When Tom was working on North of 60, fellow cast member Mervin Good Eagle committed suicide. His tragic and untimely death exposed Tom to the devastating effects of suicide in Aboriginal communities. His response was to create and initiate the Dreamcatcher Tour. After a dozen years, 170 urban and reserve locations across Canada have benefited from Tom’s workshops, music, and overall messages of empowerment.
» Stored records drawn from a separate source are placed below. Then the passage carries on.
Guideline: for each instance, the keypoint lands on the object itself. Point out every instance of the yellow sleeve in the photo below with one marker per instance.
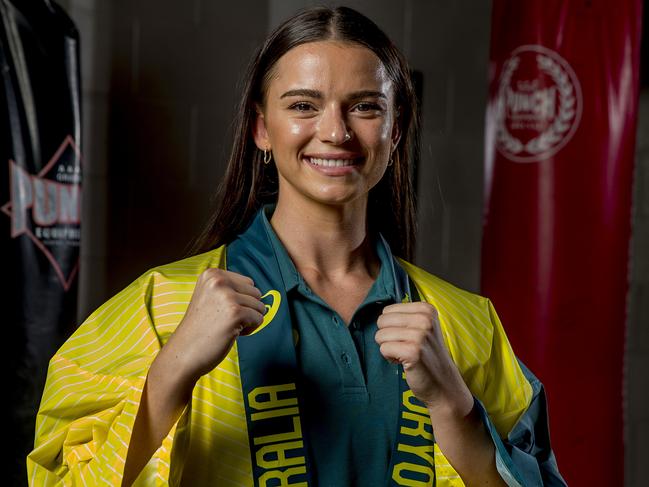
(92, 395)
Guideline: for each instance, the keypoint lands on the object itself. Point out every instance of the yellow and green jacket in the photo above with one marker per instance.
(95, 382)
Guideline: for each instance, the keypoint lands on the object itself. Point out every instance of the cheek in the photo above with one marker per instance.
(290, 131)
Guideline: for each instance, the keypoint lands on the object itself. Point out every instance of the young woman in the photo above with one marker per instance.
(295, 348)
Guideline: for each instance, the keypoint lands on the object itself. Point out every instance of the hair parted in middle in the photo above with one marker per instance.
(249, 183)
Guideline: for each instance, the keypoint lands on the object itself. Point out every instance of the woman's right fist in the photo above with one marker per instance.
(223, 304)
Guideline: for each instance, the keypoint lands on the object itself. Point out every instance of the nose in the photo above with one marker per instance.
(332, 126)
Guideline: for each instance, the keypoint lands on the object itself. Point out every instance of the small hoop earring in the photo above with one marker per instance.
(392, 156)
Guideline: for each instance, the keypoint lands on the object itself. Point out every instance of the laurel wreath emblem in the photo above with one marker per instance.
(554, 134)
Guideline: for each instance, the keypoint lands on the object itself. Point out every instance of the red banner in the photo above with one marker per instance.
(561, 125)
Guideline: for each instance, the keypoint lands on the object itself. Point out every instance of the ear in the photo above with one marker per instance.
(259, 132)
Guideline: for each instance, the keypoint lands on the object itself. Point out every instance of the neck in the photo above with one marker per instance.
(330, 240)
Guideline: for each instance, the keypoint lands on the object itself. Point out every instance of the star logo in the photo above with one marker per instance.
(46, 208)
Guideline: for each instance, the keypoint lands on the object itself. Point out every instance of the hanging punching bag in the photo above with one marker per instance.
(560, 147)
(40, 203)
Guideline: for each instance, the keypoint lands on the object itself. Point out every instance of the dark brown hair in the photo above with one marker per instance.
(249, 183)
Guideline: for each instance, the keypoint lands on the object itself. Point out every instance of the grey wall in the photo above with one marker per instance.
(637, 351)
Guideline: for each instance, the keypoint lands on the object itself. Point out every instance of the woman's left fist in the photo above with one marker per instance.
(410, 334)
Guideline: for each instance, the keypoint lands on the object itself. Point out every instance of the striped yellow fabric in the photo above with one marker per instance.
(95, 382)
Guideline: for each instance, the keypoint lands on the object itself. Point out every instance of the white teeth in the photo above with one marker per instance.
(331, 162)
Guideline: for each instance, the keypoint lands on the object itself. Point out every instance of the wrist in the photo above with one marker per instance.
(171, 373)
(453, 408)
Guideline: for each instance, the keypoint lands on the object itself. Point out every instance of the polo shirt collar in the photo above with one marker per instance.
(384, 288)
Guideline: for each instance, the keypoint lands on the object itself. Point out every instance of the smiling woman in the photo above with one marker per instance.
(296, 347)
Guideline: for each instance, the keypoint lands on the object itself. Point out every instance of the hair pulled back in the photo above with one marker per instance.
(249, 183)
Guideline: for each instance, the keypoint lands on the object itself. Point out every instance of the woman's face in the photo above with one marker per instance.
(330, 121)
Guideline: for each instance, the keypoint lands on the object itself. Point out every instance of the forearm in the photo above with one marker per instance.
(466, 443)
(166, 393)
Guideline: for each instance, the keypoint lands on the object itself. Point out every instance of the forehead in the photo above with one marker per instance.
(330, 65)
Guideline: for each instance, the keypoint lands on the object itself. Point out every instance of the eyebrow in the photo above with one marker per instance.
(318, 94)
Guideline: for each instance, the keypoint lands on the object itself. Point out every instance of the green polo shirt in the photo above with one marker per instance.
(350, 393)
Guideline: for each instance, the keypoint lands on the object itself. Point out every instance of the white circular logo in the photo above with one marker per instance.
(539, 104)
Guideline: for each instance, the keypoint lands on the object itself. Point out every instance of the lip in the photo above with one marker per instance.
(330, 170)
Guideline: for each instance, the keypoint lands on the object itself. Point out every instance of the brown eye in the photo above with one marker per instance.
(367, 107)
(301, 106)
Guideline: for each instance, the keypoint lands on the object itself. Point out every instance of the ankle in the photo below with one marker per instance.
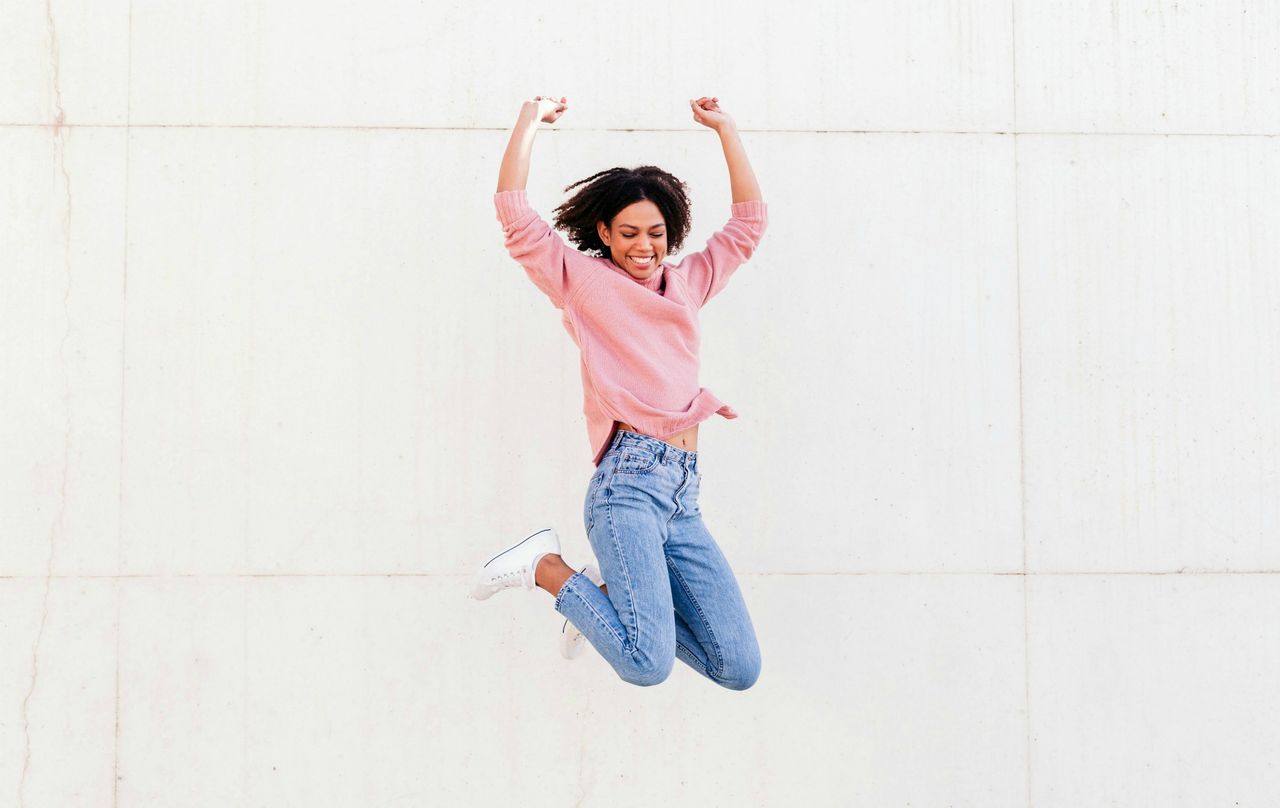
(547, 566)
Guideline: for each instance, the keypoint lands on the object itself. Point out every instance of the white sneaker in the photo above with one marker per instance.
(571, 639)
(515, 566)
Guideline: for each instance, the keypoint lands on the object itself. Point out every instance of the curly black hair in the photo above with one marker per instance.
(607, 192)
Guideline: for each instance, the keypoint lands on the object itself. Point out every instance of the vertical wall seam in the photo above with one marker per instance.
(1022, 423)
(124, 316)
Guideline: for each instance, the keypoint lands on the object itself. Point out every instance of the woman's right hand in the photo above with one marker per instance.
(548, 109)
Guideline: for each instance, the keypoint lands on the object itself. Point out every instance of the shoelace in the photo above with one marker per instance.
(506, 576)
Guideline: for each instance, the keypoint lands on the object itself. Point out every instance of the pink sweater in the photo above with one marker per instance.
(638, 338)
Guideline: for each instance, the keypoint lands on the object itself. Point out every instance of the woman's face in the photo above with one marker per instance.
(638, 240)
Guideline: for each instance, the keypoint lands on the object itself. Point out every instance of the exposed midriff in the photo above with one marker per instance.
(685, 439)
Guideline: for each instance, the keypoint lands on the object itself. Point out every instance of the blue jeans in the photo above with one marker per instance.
(671, 589)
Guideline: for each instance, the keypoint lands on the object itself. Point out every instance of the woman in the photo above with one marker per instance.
(664, 589)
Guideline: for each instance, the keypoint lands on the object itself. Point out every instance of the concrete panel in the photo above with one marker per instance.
(58, 692)
(378, 690)
(871, 346)
(1151, 337)
(64, 59)
(62, 275)
(1153, 690)
(816, 65)
(1162, 65)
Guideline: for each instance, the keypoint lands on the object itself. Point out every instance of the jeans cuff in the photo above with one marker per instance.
(568, 581)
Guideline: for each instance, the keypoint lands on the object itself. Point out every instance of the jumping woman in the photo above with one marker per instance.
(663, 588)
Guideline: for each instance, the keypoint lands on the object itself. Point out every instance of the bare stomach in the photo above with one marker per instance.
(686, 439)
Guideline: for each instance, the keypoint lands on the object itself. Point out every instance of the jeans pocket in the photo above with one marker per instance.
(636, 460)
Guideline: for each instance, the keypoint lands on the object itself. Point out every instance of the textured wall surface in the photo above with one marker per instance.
(1004, 496)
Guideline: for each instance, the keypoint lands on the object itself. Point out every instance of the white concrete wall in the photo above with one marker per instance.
(1004, 493)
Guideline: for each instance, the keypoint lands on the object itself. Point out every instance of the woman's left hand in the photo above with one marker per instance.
(708, 113)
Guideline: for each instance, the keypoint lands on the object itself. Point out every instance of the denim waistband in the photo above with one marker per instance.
(664, 451)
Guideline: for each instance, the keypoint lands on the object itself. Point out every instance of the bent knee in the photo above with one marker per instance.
(741, 674)
(647, 671)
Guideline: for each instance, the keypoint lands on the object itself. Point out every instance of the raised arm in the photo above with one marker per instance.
(741, 178)
(513, 174)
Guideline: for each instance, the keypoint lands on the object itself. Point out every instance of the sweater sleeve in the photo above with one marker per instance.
(535, 246)
(708, 272)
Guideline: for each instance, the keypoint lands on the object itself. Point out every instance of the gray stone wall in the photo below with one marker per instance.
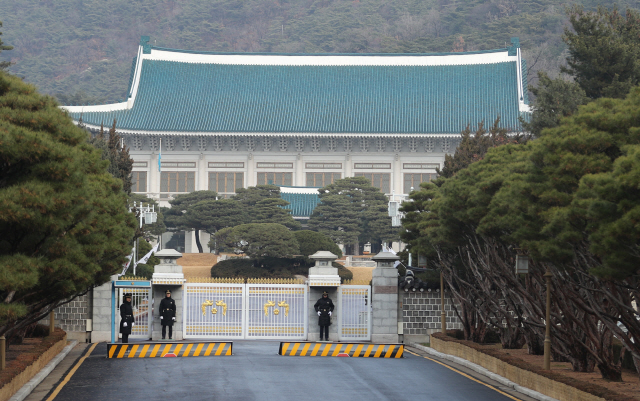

One of Tom's prime motivators is his drive to end hunger. He has applied his musical and entrepreneurial gifts to his Huron Carole Benefit Concert Series and his newly launched Singing for Supper and Swinging for Supper Tours. After 17 years, The Huron Carole was retired under the fanfare of featuring a vast array of Canadian artists who, along with Tom and his band, played from Victoria to St. John's at the height of the Christmas season. Singing for Supper carries on his annual Christmas tradition, with over 20 concerts performed in churches and community halls from coast to coast. Swinging for Supper matches Tom’s love of golf and live music – events raising money and awareness for food banks and agencies meeting the needs of at-risk youth. Tom’s passion for travel across Canada forged his commitment to tour with Canadian Pacific Railway’s fundraiser The Holiday Train from 1999 to 2003. From that experience he produced 2 compilation CDs and along with The Huron Carole and Singing and Swinging for Supper has raised over $5M dollars for food banks and family agencies across the country.
Tom has a unique way of uniting people to create change and this instinct prevails despite all odds. The Vigil, a post-9/11 concert fundraiser held September 12, 2001, engaged Canadian Country Music industry professionals, raising money for the Red Cross and marking the first of many similar events around the globe. Tom spearheaded and hosted the CBC Newsworld coverage of Say Hay, an Alberta event that raised $1.8M for drought-stricken prairie farmers. And in 2003, Tom collaborated with Calgary-based industries to create Beef Relief in aid of cattle ranchers devastated by border closures. Combined cash and beef contributions for the Calgary Inter-Faith Food Bank topped the $600,000 mark. Moved by increasing issues surrounding global food insecurity and homelessness, Tom’s next foray in elevating the quality of life for Canadians is the manufacturing of affordable housing.